Had Irina and Fei looked closer, they would’ve seen Amelie’s right hand clamp her sword hilt like iron, ready to bare the blade like lightning. Pity—no one saw it, a knife’s breath before the draw.
Time dragged like a long shadow, yet the dust hung stubborn as fog over a marsh. Amelie’s patience thinned like ice in spring; she lifted her left hand and pushed toward the Nightfall Forest, and a gale rose like a river in the sky, sweeping the ash clean as a broom across tile.
The forest’s heart had sunk into a sandy basin, a bowl scooped from the earth; around its rim, every plant lay snapped and strewn like broken spears, tossed west and east.
This level of ruin wouldn’t shock Kooson or Amelie at their peak; with sleeves flicked, they could do the same like rain from eaves. But what froze them was the center of Nightfall Forest—the black castle in the crater, a funeral stele amid dunes. One glance at Ouyang’s keep, and the old shadow rose like nightfall; the fear he once imposed tightened around them like a chain.
“So scary… is the master of that black castle also a Demon King?” Fei’s voice returned like a bird to a branch. She remembered Kooson’s words; if he called the man boss, then yes, nine times out of ten, he was a Demon King.
For once, Amelie—who hated wasting breath—nodded first, a blade acknowledging another blade. “First Seat of the Demon King Council—Lord Void.” Her right hand trembled on the hilt like a bowstring, as if she could barely hold back the sword-flash in her bones.
“First Seat…” The words fell like stones, and Irina and Fei each felt a different tide. Fei had never met Ouyang; the title sounded high as a mountain, cold as starlight. Irina had—she’d seen him bow again and again under Xi’s scolding like bamboo in wind, and she couldn’t fit that bowed figure inside the armor of “First Seat.”
A great Demon King, in Irina’s mind, should be like Amelie—cold, above all, a hawk circling the sun. But Ouyang was different, spring rain in a field of iron, with odd brain-flares and sudden jokes like fireflies. That man—a First Seat?

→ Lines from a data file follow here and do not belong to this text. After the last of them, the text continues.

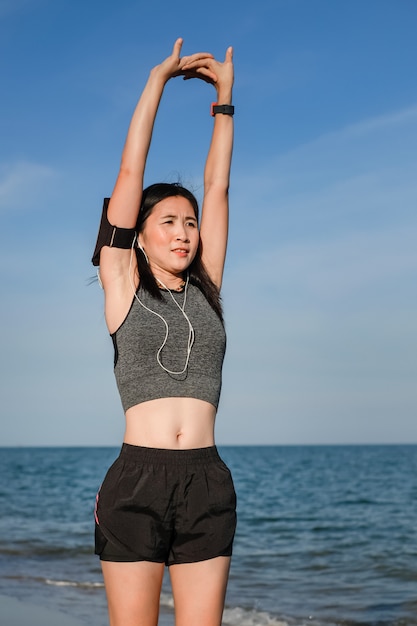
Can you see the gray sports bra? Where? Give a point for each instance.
(140, 377)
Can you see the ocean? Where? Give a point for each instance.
(327, 535)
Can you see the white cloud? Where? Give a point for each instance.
(21, 182)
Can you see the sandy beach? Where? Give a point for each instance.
(15, 612)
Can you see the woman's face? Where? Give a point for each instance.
(170, 236)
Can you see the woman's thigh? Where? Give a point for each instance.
(199, 591)
(133, 592)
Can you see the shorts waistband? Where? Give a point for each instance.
(142, 454)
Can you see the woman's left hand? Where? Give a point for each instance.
(175, 65)
(219, 74)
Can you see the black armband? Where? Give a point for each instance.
(113, 236)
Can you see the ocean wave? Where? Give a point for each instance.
(236, 616)
(73, 583)
(58, 583)
(243, 617)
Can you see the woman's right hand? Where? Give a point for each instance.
(174, 64)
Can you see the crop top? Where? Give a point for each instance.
(136, 342)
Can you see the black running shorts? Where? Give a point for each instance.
(165, 506)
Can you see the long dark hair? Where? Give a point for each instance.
(197, 272)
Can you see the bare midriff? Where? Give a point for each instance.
(171, 423)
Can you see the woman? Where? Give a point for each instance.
(168, 499)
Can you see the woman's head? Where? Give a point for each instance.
(168, 228)
(160, 191)
(198, 275)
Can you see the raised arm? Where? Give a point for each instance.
(215, 210)
(125, 201)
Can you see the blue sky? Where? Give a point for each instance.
(320, 285)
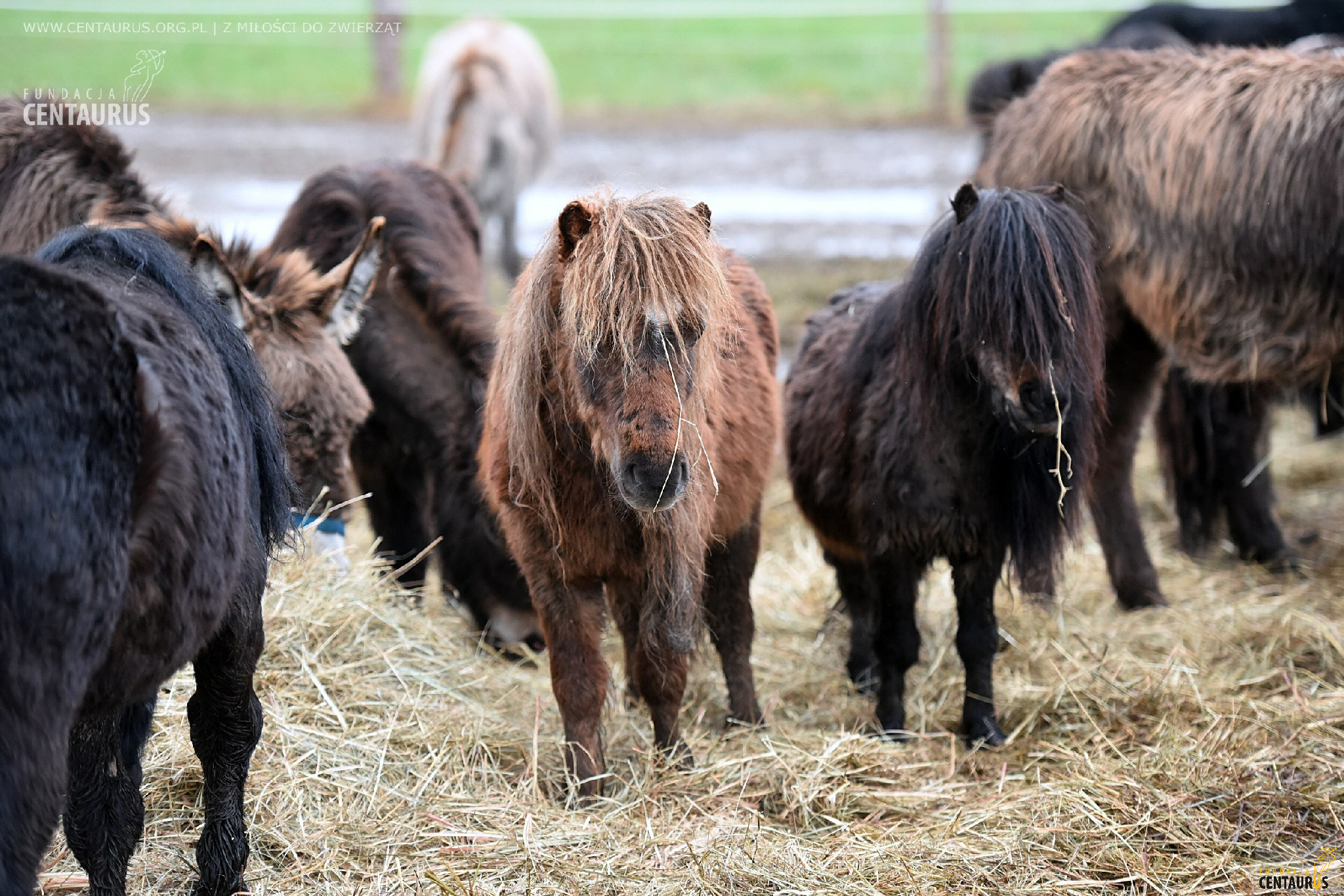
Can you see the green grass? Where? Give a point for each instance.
(846, 69)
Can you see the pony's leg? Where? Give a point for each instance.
(572, 621)
(895, 582)
(852, 580)
(1133, 363)
(105, 813)
(656, 670)
(398, 501)
(660, 674)
(1241, 443)
(625, 607)
(977, 641)
(226, 720)
(33, 773)
(510, 258)
(1040, 584)
(727, 609)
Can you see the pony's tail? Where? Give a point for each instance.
(677, 574)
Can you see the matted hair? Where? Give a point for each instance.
(646, 257)
(632, 261)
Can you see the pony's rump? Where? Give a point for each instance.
(57, 176)
(1215, 182)
(143, 255)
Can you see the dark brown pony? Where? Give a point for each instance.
(629, 429)
(143, 487)
(1215, 182)
(293, 316)
(950, 415)
(424, 354)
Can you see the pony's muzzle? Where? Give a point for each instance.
(651, 483)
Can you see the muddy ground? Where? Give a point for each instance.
(815, 210)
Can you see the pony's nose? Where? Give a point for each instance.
(1038, 401)
(654, 484)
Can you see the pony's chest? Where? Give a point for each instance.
(929, 491)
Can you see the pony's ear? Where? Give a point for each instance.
(704, 211)
(1055, 191)
(576, 222)
(348, 285)
(210, 268)
(965, 201)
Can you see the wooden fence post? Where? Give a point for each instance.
(388, 22)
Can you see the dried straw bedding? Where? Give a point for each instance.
(1164, 751)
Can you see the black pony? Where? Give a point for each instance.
(1273, 27)
(1000, 82)
(143, 487)
(952, 415)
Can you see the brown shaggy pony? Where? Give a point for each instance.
(295, 317)
(950, 415)
(629, 429)
(424, 354)
(487, 113)
(1215, 182)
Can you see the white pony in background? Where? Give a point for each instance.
(487, 113)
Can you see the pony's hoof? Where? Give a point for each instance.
(241, 888)
(983, 733)
(892, 730)
(678, 757)
(1041, 600)
(864, 679)
(746, 720)
(1281, 562)
(1140, 598)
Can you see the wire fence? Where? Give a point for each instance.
(591, 9)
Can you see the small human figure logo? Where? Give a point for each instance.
(97, 106)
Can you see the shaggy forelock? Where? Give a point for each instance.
(644, 257)
(648, 257)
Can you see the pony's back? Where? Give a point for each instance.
(117, 255)
(1215, 182)
(57, 176)
(432, 239)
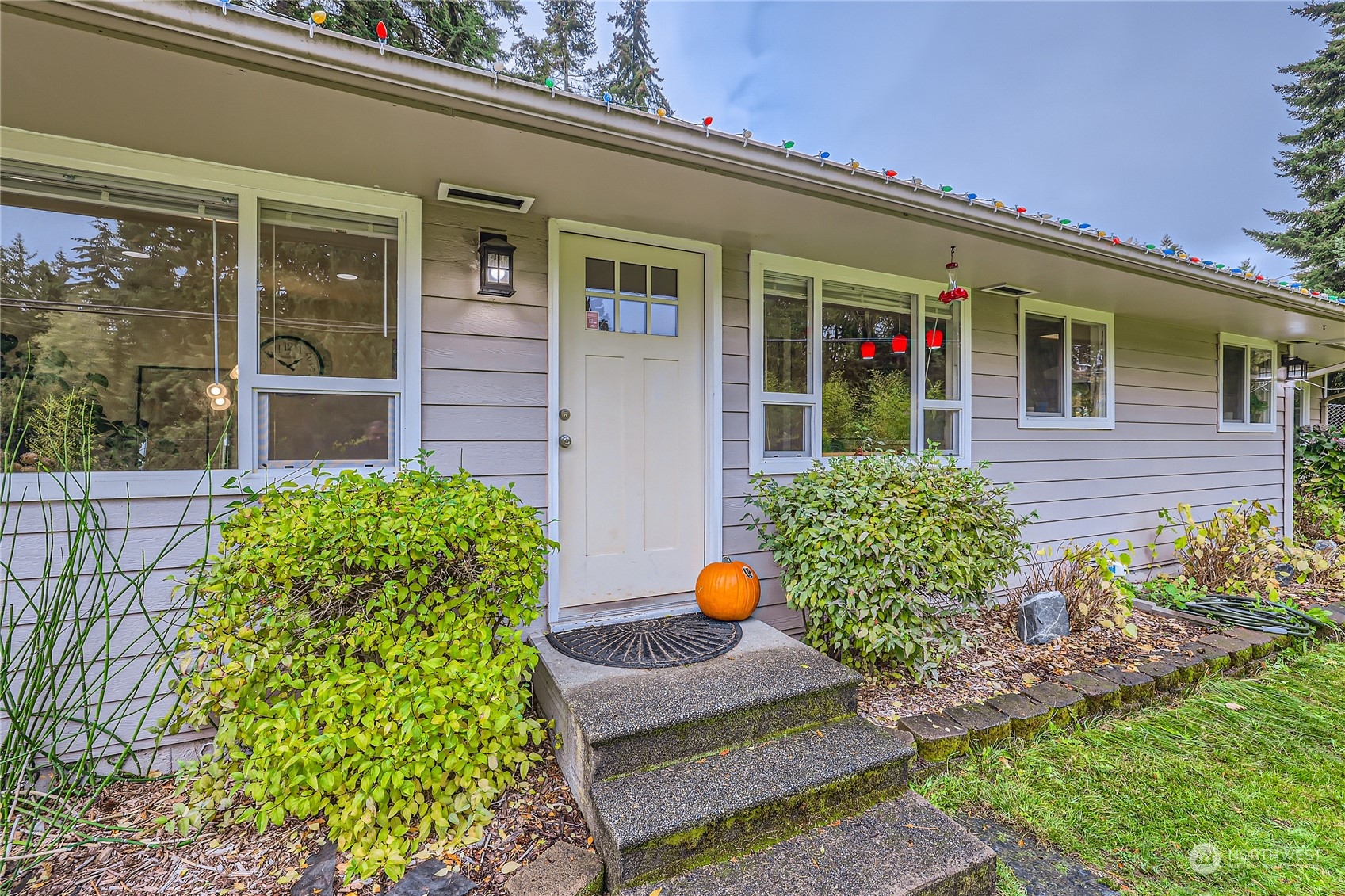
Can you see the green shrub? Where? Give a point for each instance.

“Let’s go. We’ll welcome Boss Ouyang!” Kooson missed Irina’s shifting face like clouds; he grabbed her arm and stamped the ground like a catapult. They vaulted high, a dark arc over the pit, as if one leap could carry them into the crater like stones across a pond.
For Kooson, this was a sip of water, a step on a stair; for Irina’s mortal heart, it was thunder in a sparrow’s chest. Her thoughts caught up in midair like a kite tugged by wind, and then weightlessness surged up like a tide. They were falling, belly dropping like a bucket down a well.
“Aaah—” Her scream tore the open sky like a ribbon, while Amelie had already carried Fei to a spot near the crater, light as a swallow’s dive.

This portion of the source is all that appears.